This project implements a service that answers the question
"How many people live in the area around (city), approximately?"
The service covers cities all over the world. Requests are handled within milliseconds unless the radius is extremely large (> 10000km). Scroll down for implementation details.
To run it in Docker, do this:
./update.sh
./build.sh
./run.sh
You will be redirected to the browser.
When you are done, run:
./stop.sh
If you don't want to run Docker, do this:
./update.sh
pip install -r requirements.txt
flask run
Note that this runs Flask's builtin HTTP server which is not suited for production. Read this for instructions on how to deploy in production.
There are several scripts that control the deployment of the service. They are pretty simple and take no arguments so there is nothing to mess up.
Builds the Docker image.
Runs the geopopcountd service in a container.
Will automatically open the browser on OSX. Otherwise it will print a URL in the console.
Run it after the build script.
Stops a running geopopcountd container.
Run this script to download the latest cities500.txt file.
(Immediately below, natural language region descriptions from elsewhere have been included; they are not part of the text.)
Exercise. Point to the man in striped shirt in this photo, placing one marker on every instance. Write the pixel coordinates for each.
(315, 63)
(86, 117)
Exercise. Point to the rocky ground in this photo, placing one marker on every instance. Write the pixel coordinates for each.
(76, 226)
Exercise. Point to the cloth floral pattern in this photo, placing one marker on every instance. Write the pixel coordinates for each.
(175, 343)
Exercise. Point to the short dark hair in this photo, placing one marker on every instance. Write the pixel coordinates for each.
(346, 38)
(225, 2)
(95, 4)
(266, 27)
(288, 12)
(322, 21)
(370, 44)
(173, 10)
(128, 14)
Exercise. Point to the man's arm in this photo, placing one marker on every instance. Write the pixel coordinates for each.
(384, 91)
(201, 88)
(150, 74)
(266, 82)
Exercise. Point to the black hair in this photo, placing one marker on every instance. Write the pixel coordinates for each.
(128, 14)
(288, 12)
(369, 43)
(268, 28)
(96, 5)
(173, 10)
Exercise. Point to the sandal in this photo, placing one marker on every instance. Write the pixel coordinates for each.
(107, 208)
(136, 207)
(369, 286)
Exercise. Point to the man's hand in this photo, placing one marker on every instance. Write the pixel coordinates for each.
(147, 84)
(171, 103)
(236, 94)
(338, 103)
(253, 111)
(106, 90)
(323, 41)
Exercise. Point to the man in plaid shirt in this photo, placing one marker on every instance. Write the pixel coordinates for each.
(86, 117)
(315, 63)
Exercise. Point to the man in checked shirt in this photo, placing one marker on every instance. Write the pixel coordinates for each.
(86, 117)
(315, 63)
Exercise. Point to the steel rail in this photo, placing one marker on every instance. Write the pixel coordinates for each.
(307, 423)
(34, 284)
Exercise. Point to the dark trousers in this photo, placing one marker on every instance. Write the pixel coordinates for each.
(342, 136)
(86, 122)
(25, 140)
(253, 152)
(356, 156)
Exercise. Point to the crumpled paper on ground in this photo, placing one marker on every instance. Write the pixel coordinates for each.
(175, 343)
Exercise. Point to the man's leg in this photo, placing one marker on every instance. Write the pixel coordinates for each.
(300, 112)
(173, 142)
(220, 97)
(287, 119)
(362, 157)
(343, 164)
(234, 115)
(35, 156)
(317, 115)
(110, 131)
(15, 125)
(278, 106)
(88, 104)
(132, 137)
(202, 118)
You should run the build script again to update the docker image.
Runs unit tests.
Install the requirements first:
pip install -r requirements.txt
Runs benchmarks.
Documentation of the API.
This endpoint calculates the total population count of place
and all surrounding places within radius
metres. The place name is case-insensitive. The response is a JSON object.
Example request
http://localhost:5000/api/v1/popcount?place=taipei&radius=10000
Example response
{
"nearby": ["Banqiao", "Taipei"],
"place": "Taipei",
"population": 8415242,
"radius": 10000
}
The cities500.txt
downloaded from geoplaces.org contains a list of world-wide places, their latitude and longitude and their population count. The service reads this list, keeping only the most populated place when multiple places share the same name.
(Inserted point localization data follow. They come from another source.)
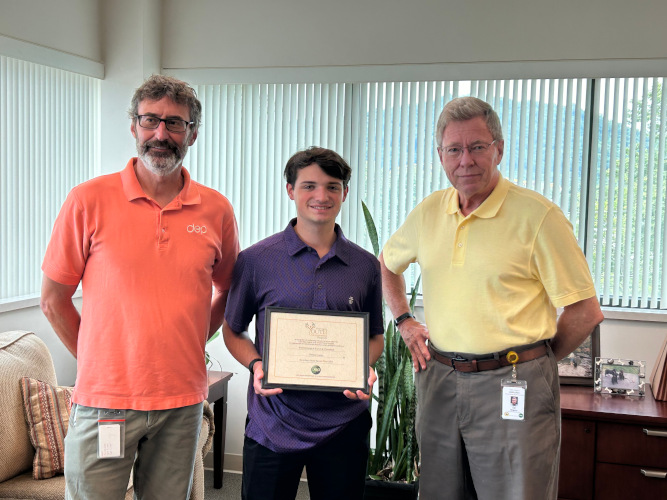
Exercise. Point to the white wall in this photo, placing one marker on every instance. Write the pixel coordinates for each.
(70, 26)
(297, 33)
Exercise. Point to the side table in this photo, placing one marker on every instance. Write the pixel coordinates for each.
(217, 395)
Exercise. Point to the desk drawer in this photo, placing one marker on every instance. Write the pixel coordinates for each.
(631, 445)
(624, 482)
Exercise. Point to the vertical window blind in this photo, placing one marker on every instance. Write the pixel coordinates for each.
(49, 122)
(561, 135)
(628, 228)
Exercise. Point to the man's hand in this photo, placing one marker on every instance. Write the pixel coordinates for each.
(415, 335)
(257, 383)
(372, 377)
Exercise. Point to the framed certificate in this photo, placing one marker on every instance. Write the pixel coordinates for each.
(315, 350)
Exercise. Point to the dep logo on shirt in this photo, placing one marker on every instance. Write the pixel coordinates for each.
(197, 229)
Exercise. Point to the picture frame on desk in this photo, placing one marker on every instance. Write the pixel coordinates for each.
(620, 376)
(578, 367)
For each place coordinate, we calculate its geohash. Geohashes have the useful property that a common prefix indicates geographic proximity. The geohashes are inserted in a prefix trie, which is a data structure that efficiently finds strings that share a common prefix. The trie effectively becomes a spatial index. When a request comes, we calculate a set of geohashes around the requested coordinate that roughly covers the requested radius. Each calculated geohash is essentially a bucket that contains zero or more places. This drastically reduces the number of places that we must consider to be inside the radius. The final step compares the coordinates of all remaining places to the centre coordinate using the haversine distance formula. Only those places that are within the radius are part of the result set.